Introduction

Immune checkpoint inhibitors (ICIs) are attracting attention as novel cancer therapeutic agents against multiple cancer species, such as melanoma, non-small-cell lung carcinoma, and renal cell carcinoma [1,2,3]. These agents are monoclonal antibodies targeting anti-cytotoxic T-lymphocyte-associated protein-4 and anti-programmed death-1 (PD-1) signaling pathways. Nivolumab (anti-PD-1 antibody) is considered to enhance tumor-directed immune response by reactivation of cytotoxic T cell, leading to tumor cell lysis [4].

On the other hand, ICIs have been associated with numerous unique side effects, termed immune-related adverse events (irAEs). IrAEs occur in up to 60% of treated patients, usually mild to moderate in grade.
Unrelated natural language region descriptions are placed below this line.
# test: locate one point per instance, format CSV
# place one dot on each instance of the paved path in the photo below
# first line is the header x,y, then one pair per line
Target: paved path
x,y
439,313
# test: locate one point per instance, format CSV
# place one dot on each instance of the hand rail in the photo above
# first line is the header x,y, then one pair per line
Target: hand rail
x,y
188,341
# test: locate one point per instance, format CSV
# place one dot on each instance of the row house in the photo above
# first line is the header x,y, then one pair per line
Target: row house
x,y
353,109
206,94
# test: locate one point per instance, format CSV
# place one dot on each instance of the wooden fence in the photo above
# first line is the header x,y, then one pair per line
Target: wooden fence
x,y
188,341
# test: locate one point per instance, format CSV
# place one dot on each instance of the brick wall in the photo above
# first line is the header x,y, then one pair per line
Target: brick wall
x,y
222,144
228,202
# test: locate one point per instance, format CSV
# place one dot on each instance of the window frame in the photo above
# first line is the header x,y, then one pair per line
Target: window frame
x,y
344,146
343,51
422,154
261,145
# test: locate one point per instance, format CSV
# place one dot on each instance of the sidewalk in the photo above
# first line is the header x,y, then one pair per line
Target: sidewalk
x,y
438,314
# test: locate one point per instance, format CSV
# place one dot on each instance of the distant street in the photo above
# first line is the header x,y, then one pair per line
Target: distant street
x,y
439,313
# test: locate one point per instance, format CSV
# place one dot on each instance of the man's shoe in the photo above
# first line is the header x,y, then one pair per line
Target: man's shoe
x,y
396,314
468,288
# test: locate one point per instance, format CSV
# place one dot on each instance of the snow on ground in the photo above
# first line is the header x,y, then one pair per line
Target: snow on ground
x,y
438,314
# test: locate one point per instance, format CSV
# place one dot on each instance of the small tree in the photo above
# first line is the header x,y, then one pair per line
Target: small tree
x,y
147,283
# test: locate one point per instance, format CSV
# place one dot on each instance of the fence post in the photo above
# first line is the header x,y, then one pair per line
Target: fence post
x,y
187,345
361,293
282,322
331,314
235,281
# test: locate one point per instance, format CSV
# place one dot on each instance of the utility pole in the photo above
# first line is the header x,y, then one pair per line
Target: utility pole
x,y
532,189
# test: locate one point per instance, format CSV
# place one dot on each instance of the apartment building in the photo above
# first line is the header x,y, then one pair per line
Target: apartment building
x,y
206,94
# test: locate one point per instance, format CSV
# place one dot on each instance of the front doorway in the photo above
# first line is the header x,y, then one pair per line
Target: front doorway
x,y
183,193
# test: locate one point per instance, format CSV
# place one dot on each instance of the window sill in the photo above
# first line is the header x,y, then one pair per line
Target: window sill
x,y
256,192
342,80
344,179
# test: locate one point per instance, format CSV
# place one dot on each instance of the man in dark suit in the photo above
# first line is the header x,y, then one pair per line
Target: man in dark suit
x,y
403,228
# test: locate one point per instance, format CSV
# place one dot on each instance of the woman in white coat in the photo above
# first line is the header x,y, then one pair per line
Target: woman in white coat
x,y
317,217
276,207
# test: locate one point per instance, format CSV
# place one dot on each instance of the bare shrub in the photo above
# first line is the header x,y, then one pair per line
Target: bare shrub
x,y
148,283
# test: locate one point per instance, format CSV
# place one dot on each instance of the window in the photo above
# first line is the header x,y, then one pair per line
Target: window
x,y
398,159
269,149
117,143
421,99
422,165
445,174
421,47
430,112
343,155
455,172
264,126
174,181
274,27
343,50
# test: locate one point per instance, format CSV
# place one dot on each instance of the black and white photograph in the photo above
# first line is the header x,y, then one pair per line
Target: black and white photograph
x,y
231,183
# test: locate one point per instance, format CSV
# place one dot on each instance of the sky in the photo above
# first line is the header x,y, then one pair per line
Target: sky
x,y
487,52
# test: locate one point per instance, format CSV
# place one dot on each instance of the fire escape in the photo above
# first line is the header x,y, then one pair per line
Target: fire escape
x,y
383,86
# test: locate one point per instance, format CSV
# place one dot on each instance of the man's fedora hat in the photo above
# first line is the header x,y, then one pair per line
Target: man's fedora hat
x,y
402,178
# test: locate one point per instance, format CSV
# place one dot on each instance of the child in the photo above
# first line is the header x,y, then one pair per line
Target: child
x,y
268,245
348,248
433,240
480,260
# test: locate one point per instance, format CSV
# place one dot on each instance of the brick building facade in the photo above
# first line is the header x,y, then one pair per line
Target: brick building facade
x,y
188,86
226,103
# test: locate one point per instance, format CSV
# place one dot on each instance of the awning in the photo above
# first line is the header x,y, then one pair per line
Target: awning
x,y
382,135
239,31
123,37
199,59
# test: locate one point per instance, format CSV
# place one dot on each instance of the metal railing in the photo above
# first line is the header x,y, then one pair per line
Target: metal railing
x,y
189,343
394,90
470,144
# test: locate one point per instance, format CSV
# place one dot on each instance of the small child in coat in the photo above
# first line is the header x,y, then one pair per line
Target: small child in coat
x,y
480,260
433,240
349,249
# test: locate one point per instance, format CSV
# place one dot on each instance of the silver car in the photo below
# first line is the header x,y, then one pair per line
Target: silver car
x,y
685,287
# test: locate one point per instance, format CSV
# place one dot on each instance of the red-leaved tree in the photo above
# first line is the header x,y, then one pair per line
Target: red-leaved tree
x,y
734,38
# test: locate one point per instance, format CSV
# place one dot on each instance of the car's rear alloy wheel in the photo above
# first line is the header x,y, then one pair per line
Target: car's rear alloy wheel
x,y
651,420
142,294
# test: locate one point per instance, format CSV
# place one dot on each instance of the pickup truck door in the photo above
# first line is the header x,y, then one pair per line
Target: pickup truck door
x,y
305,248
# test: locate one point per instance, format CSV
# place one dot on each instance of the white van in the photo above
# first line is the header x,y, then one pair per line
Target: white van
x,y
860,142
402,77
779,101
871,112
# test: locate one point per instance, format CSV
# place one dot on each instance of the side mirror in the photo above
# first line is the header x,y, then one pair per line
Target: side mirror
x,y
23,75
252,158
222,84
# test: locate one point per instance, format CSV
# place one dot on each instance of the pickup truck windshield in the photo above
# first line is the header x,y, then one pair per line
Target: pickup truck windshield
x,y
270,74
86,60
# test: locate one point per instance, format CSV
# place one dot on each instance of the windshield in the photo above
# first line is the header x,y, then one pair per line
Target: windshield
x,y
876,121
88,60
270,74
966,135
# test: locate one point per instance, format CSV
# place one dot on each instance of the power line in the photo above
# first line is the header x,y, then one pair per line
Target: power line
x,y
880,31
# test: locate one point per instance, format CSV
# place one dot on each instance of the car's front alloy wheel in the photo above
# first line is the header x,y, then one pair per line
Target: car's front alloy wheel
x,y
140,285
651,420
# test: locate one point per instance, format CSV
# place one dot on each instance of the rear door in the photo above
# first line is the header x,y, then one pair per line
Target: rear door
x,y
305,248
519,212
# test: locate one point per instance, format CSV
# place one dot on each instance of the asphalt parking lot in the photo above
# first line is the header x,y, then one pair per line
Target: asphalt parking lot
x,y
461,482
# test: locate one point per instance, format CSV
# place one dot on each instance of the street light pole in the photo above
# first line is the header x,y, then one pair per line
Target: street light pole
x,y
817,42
The pathophysiology of irAEs is possibly mediated through non-specific immune activation against self-antigens [5]. The most commonly reported irAEs include skin rash, colitis, hepatitis, hypophysitis, interstitial pneumonia, and type 1 diabetes [5]. According to previous reports, renal irAEs are less frequent than other organ involvement [6]. Furthermore, most cases of renal irAEs present as acute tubulointerstitial nephritis; however, IgM deposition on glomerular capillary walls triggered by nivolumab has not been previously reported [7].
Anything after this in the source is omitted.